Never mind that there are often lines at Peet's, where the baristas appear to be hired because of their garrulousness.  Never mind that you are impatient, eager for coffee, which you could just as well have made at home with your stove-top espresso maker and your newly acquired milk frother.  Never mind that you are jonesing for coffee or that your eagerness could be anything less than the addiction you perceive it to be.  Never mind that there are in fact mornings where you don't exhibit the slightest interest in coffee until morning has lapsed and you are being summoned instead to afternoon coffee.

Instead, you pay attention to the fact of you being a notional individual with a so-so rating on the impatience scale, attempting to get his day progressing in some sense of productive order.  The fact of the matter is, you're better at defining the causes of your impatience than you are of delineating what a sense of productive order means to you.  On mornings where there are classes to attend to, either by your immediate presence or your need to have preparations ready by a specific time, productive order is a clearer picture than on those days of no classes or late afternoon or evening classes.

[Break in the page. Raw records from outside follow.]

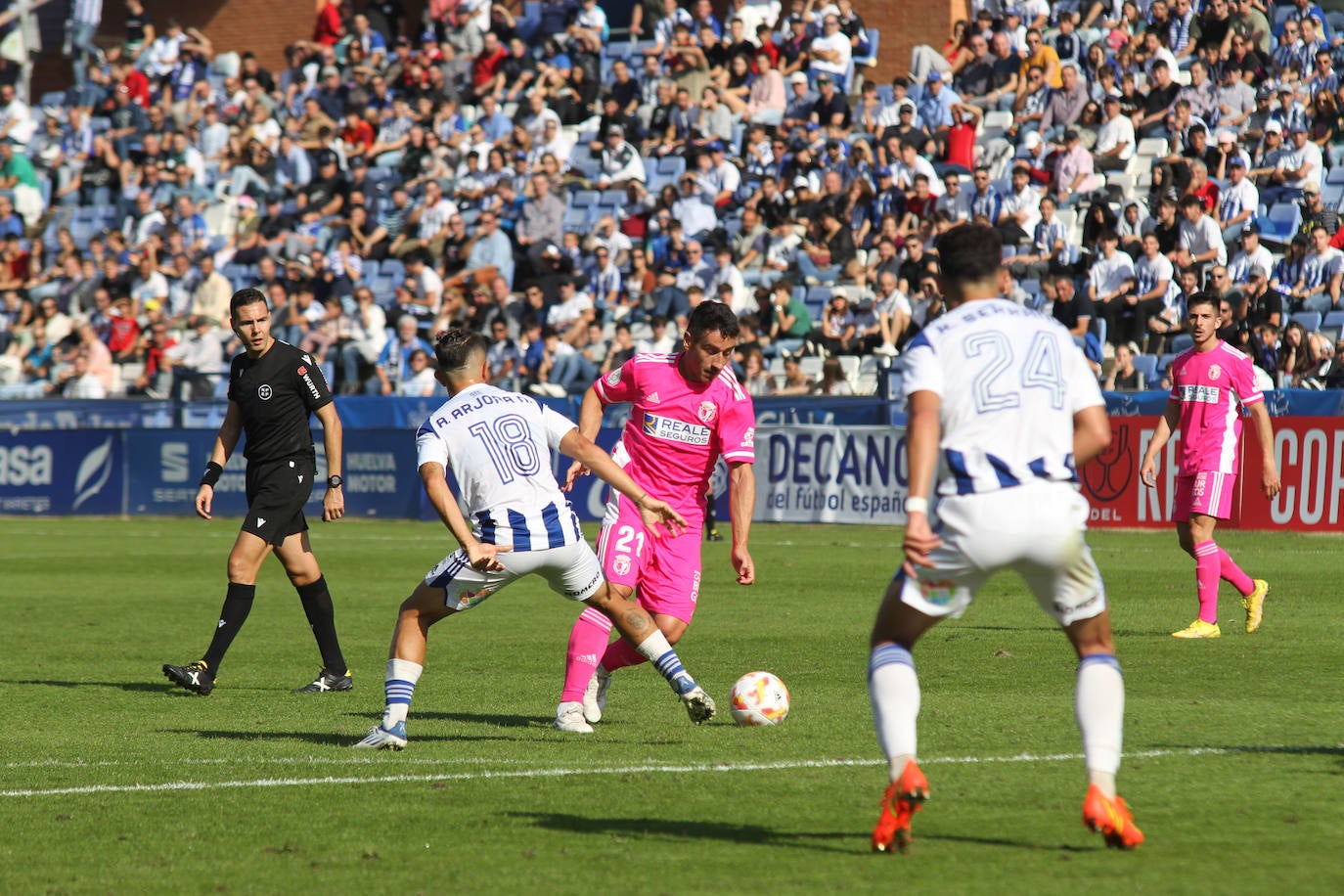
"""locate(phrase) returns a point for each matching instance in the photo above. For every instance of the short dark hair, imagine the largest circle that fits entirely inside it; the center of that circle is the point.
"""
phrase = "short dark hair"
(244, 297)
(710, 317)
(1202, 298)
(969, 254)
(455, 348)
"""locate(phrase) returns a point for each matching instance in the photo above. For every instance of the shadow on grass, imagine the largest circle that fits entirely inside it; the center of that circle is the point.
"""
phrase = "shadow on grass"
(322, 739)
(1333, 749)
(1010, 844)
(694, 829)
(487, 719)
(150, 687)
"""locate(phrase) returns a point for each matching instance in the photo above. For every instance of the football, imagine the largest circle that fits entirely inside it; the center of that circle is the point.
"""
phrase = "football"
(758, 698)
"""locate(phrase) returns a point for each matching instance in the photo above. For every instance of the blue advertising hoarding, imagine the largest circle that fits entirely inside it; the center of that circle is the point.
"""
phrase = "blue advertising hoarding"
(62, 471)
(157, 471)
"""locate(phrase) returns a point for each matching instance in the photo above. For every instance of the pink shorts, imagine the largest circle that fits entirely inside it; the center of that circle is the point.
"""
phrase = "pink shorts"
(663, 569)
(1206, 492)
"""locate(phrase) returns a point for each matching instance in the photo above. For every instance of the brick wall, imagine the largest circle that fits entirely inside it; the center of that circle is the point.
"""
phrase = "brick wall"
(265, 27)
(904, 24)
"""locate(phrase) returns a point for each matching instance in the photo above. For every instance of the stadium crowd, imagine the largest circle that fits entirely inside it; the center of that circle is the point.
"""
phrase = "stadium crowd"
(574, 194)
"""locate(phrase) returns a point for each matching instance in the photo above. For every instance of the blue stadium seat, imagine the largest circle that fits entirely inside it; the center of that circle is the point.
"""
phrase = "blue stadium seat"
(1281, 223)
(1146, 364)
(872, 58)
(575, 219)
(671, 165)
(1311, 321)
(818, 295)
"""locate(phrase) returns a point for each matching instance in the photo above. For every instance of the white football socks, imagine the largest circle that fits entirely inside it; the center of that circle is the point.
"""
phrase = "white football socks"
(1099, 707)
(399, 684)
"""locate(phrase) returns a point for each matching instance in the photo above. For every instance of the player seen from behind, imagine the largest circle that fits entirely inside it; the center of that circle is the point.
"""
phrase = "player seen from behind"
(1000, 399)
(499, 446)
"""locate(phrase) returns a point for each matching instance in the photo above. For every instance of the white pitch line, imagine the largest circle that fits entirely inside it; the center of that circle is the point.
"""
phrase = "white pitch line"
(254, 760)
(570, 773)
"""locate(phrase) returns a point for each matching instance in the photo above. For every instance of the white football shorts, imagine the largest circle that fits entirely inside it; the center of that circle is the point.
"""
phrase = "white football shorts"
(1037, 528)
(571, 569)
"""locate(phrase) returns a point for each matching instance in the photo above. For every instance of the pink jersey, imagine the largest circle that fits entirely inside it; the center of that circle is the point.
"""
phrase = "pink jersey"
(679, 428)
(1211, 388)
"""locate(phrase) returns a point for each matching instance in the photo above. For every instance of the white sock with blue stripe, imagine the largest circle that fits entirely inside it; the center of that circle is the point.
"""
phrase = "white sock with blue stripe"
(399, 684)
(894, 690)
(664, 658)
(1099, 707)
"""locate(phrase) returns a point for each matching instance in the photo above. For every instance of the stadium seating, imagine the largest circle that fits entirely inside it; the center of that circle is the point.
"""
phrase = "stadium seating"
(1309, 320)
(1281, 223)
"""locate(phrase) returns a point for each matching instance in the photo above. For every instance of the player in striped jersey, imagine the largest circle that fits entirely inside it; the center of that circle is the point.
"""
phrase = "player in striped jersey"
(1208, 383)
(1005, 399)
(499, 446)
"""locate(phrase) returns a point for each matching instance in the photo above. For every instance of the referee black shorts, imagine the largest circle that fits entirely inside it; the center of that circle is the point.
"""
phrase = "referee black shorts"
(276, 496)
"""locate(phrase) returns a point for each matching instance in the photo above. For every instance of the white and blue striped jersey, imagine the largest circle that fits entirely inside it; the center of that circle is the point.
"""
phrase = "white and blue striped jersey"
(1319, 269)
(1009, 381)
(499, 446)
(1149, 272)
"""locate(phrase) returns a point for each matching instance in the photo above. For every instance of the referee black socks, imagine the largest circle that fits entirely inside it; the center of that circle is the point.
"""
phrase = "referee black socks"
(322, 618)
(237, 606)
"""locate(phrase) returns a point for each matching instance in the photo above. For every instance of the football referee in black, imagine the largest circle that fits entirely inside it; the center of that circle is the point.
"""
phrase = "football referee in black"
(273, 388)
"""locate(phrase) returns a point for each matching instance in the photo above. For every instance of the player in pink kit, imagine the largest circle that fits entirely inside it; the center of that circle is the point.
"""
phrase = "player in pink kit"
(1210, 384)
(689, 411)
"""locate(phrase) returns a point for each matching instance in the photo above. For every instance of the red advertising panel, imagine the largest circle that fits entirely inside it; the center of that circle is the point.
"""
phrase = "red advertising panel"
(1311, 463)
(1309, 452)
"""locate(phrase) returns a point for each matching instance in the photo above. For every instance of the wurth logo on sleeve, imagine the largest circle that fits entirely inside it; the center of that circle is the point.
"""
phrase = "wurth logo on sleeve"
(308, 381)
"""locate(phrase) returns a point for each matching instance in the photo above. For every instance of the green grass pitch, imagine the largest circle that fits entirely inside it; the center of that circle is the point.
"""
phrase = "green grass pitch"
(113, 782)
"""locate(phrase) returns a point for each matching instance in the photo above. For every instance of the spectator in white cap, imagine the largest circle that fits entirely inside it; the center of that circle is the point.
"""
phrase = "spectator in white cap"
(1116, 140)
(1238, 201)
(1251, 254)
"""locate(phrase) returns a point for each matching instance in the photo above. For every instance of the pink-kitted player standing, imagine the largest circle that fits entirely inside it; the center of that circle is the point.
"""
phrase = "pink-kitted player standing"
(1210, 384)
(689, 410)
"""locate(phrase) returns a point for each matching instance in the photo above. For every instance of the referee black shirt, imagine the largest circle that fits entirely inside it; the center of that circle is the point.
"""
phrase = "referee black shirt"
(276, 394)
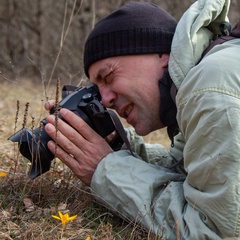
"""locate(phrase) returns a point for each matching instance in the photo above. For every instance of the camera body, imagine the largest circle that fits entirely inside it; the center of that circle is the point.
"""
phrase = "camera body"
(86, 103)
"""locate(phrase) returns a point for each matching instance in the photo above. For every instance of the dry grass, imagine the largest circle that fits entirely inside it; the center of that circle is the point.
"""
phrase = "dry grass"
(26, 205)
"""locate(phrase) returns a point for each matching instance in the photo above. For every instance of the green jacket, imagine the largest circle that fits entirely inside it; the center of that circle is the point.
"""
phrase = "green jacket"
(205, 204)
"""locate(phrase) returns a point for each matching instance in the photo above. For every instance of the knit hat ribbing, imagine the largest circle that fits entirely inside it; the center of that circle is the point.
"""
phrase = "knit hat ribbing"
(135, 28)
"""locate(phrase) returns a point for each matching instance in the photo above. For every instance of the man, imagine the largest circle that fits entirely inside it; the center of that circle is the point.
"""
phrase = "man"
(135, 55)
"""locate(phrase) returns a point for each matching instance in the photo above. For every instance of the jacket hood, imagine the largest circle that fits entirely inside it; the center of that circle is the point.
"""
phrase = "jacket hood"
(195, 30)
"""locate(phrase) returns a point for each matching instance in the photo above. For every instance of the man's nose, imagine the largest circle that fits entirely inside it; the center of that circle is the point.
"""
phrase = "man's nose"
(108, 96)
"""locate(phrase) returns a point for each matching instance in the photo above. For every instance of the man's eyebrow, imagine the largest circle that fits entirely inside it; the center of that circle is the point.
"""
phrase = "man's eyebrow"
(101, 73)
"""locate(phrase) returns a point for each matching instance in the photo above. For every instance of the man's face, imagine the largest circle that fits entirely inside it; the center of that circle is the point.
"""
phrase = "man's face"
(129, 84)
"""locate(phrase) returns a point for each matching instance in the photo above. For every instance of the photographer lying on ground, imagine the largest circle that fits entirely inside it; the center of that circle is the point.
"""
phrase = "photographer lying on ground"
(134, 55)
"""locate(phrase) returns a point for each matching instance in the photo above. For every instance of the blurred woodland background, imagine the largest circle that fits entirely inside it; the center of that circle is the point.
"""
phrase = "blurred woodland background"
(44, 39)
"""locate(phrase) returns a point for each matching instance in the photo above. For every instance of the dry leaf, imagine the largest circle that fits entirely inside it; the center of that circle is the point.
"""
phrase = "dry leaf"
(29, 205)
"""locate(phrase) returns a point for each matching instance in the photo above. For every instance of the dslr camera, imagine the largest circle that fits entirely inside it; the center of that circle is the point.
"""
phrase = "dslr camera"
(83, 101)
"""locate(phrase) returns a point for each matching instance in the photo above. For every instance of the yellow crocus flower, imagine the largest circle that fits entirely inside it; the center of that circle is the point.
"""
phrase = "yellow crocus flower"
(64, 218)
(3, 174)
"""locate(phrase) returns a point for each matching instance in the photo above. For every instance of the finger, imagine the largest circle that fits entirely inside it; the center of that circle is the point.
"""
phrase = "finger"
(65, 142)
(61, 154)
(49, 104)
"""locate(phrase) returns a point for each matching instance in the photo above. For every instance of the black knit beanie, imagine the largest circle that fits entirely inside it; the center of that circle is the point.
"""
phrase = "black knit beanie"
(135, 28)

On this day, while you wrestle with the impatient desire to achieve coffee with as much deliberate speed as you can manage, you arrive at a product you more often get when you're alone, either out walking, at your desk at home, or in a coffee shop such at this, already seated at a table, a significant amount of coffee already making its way through your innards.  The arrival squeezes an involuntary response from you, somewhere between a squeak and a grunt of recognition.

Your line mates turn to regard you, but you are already well beyond acknowledging them.  In your mind now, you see one of your own characters, someone who has been with you long enough so that you have watched him evolve through a progression of activities and professions to the point where you know him well enough to envy him.

Like you, he is now in line.  Unlike you, he has already had his first coffee of the day and is not nearly so volatile with his impatience index as you.  He is in a bank, his goal to deposit a retainer fee of some significance.  All is right with his world, to the point where he has begun to admire the tailoring on the three-piece suit worn by the man in front of him, perhaps even playing in his mind with its possible sources of origin.  Paul Stewart?  Ermengildo Zenga?  Ah, of course; Ben Silver.

But why would a man wear a three-piece suit in Santa Barbara?
Of course the man in line in front of him is not as at piece with himself as your character.  In fact, this three-piece-suit-wearing fellow loses his patience at about the moment your character, who is a private detective, realizes the reason for the careful attention to tailoring on the three-piece suit.  The man in the three-piece suit is carrying a concealed weapon, a 92FS Beretta, with which he and another accomplice, similarly clothed and armed, mean to rob the bank.

"Thank you for waiting,"  the garrulous barista tells you.  "What can I get for you?"

"Let's start with all your tens and twenties,"  you think.  But you say, "The usual."